Les jeunes cavaliers étaient maintenant assis sur les marches devant la maison des MacLand. Après avoir réussi à mettre la petite fille en confiance, Ike les avait rejoints, laissant Carol et Madeleine lui donner un bain. Le major McLinder, le médecin du poste, l’avait examinée avec attention et n’avait relevé que quelques blessures superficielles. En sortant, il avait jeté un regard vers Fanny, et d’un sourire entendu, lui avait désigné du doigt l’infirmerie. Ce à quoi elle avait répondu par un soupir agacé en lui emboîtant le pas de mauvaise grâce. Quand elle revint, le visage nettoyé et ses blessures désinfectées, elle avait déjà un visage plus humain. Les garçons étaient en train d’échafauder des hypothèses sur l’attaque du chariot. La version du shérif ne les satisfaisait guère. D’après ce qu’ils savaient des miliciens, les migrants n’étaient pas leur préoccupation première. La thèse des indiens n’eut plus lieu d’être non plus lorsque Fanny leur apprit que les osages étaient devenus fermiers et qu’on n’avait pas vu de bandes nomades depuis plus de cinq ans. Il restait la bande de pillards ou un règlement de comptes. Ils regrettaient maintenant de ne pas avoir fait plus attention au contenu du chariot. Ils étaient incapables de dire s’il y avait vraiment eu pillage.

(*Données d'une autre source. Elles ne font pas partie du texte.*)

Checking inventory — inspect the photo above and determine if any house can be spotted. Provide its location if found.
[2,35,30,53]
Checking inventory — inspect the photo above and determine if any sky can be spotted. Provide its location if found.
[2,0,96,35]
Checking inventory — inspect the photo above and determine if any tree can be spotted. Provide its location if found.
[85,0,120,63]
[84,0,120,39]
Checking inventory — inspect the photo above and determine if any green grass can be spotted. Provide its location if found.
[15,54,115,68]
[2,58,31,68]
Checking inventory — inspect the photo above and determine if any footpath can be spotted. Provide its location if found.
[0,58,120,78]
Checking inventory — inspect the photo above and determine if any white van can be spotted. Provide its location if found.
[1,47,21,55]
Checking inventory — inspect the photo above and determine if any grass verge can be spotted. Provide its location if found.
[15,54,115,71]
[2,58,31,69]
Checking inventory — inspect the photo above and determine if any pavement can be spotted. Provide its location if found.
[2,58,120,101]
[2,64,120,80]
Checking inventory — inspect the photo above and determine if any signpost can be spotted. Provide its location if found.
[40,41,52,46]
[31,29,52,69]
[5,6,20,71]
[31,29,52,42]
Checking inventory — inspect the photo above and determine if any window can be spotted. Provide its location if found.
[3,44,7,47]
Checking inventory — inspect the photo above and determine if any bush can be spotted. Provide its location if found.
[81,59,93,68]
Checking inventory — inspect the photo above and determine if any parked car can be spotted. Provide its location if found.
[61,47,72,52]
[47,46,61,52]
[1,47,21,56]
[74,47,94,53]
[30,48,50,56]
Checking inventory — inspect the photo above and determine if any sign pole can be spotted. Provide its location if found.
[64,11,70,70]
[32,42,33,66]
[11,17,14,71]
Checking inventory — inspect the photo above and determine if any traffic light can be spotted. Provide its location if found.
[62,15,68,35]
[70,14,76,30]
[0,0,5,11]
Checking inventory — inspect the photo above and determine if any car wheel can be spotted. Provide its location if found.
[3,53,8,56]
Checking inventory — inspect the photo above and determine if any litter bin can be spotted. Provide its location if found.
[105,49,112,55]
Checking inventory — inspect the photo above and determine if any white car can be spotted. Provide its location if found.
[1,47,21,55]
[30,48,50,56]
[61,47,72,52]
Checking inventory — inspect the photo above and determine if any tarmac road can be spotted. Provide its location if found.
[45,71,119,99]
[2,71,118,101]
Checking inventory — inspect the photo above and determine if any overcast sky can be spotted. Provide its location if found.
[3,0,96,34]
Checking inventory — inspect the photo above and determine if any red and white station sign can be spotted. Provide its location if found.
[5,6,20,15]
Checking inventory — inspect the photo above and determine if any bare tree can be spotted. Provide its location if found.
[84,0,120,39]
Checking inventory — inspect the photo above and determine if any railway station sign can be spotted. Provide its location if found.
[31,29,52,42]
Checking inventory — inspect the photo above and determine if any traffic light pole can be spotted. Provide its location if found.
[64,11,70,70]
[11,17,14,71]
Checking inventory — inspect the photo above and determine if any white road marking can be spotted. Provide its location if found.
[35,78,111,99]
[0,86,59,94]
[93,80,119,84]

"Si la gosse parlait, elle pourrait au moins nous donner des indices, avança Jimmy.
–Tu oserais vraiment aller la questionner après ce qu’elle a dû vivre ? lui reprocha Kid.

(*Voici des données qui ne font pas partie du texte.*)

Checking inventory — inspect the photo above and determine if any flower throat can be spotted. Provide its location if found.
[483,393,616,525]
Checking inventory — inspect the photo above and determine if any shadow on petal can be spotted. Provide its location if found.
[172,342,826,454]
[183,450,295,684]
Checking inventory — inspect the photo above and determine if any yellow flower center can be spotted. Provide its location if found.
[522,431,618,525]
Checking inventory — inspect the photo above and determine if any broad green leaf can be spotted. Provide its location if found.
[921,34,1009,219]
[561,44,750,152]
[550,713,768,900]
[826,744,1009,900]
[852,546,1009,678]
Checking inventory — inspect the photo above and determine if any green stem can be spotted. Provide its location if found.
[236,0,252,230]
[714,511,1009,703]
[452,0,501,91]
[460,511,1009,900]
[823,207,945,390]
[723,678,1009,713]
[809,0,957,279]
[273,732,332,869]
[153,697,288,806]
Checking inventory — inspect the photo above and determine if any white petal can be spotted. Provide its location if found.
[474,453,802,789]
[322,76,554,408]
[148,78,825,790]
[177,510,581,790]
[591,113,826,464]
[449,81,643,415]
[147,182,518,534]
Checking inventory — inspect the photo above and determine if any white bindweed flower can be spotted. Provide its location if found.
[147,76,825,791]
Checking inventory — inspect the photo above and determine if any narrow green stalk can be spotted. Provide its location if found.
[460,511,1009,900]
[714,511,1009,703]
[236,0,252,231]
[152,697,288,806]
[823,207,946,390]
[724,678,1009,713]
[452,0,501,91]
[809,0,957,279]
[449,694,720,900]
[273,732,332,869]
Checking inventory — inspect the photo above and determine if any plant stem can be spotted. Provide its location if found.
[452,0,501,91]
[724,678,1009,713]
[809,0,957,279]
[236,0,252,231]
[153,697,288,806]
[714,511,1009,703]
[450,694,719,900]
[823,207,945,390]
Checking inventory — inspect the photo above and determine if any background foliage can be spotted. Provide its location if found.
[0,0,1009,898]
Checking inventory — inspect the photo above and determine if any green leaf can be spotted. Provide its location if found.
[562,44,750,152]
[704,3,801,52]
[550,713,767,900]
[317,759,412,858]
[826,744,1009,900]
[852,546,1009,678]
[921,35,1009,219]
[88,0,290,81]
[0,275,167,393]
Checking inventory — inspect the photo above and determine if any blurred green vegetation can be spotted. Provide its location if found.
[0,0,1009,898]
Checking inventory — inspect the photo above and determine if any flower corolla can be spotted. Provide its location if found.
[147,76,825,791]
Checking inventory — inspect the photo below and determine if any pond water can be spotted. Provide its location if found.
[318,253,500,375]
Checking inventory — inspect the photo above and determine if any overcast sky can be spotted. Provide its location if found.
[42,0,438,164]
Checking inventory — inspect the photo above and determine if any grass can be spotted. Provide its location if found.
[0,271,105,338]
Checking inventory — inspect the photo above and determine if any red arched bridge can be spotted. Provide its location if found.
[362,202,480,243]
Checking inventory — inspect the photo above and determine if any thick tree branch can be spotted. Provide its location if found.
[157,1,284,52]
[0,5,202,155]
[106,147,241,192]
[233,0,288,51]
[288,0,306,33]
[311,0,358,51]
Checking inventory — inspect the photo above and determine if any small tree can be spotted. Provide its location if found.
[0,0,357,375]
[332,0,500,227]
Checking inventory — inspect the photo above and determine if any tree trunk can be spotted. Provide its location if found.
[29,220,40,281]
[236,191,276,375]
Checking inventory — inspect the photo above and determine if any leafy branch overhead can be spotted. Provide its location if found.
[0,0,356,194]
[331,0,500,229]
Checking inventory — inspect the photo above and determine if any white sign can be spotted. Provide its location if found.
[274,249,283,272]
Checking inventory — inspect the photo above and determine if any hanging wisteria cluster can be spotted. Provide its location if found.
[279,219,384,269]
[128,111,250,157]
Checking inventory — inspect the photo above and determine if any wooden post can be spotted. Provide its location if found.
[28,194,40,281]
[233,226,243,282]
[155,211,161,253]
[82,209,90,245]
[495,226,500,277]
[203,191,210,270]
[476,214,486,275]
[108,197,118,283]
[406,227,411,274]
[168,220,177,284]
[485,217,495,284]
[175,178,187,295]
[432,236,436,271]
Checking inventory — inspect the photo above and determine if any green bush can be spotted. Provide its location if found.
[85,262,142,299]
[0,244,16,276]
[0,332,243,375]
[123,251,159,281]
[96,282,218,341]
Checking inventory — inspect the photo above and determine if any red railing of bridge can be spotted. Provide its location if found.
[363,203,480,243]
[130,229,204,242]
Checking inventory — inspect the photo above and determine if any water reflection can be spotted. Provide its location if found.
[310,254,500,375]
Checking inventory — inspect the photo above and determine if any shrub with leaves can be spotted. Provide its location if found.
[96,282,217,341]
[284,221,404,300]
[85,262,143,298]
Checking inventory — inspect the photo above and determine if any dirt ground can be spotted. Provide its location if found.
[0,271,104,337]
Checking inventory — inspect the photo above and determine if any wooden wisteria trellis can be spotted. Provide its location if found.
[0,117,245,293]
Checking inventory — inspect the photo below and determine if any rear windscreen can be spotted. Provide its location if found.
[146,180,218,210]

–Evidemment, faudrait y mettre les formes, voulut se justifier Jimmy... D’accord, j’ai rien dit.
–De toute façon, la question ne se pose pas, trancha Buck.
–N’en croyez rien, messieurs."
Les jeunes gens se retournèrent, surpris, pour découvrir Carol MacLand debout dans l’encadrement de la porte d’entrée. "Notre jeune amie a retrouvé sa langue, et je vous annonce qu’elle s’appelle Ellie. Elle n’a encore rien d’une pie, mais je crois qu’il y a bon espoir." Des sourires ravis apparurent sur les visages. Pourtant, aucun ne rayonnait comme celui de Ike. On pouvait lire dans ses yeux l’évanouissement de toutes ses inquiétudes et la confiance retrouvée. Quand Carol les invita à entrer pour découvrir leur petite protégée coiffée et habillée de propre, les garçons firent chacun à leur tour une courbette devant Ike qui grimpa les marches au milieu de cette haie d’honneur improvisée. En le voyant entrer dans le salon, Ellie sourit pour la première fois et se jeta dans ses bras. Le jeune homme la souleva de terre, la fit tournoyer, et faillit se mettre à pleurer en entendant une petite voix cristalline murmurer "Merci" à son oreille. Puis il la reposa par terre et fit un pas en arrière pour la contempler. Elle portait une robe jaune à petites fleurs bleues qui avait appartenu à Madeleine, des bas blancs et de petites bottines marrons. Un ruban jaune retenait en arrière deux mèches de ses cheveux blonds et ondulés, tandis que les autres pendaient librement sur ses épaules. Ses jolis yeux bleus semblaient manger tout son visage qui avait retrouvé quelques couleurs, ce qui la faisait ressembler à une poupée de porcelaine. Pourtant, rien n’aurait pu dissimuler la tristesse latente de ce regard. Ike fit un geste que Carol traduisit aussitôt pour celle à qui il était destiné : "Il a dit qu’il te trouvait magnifique."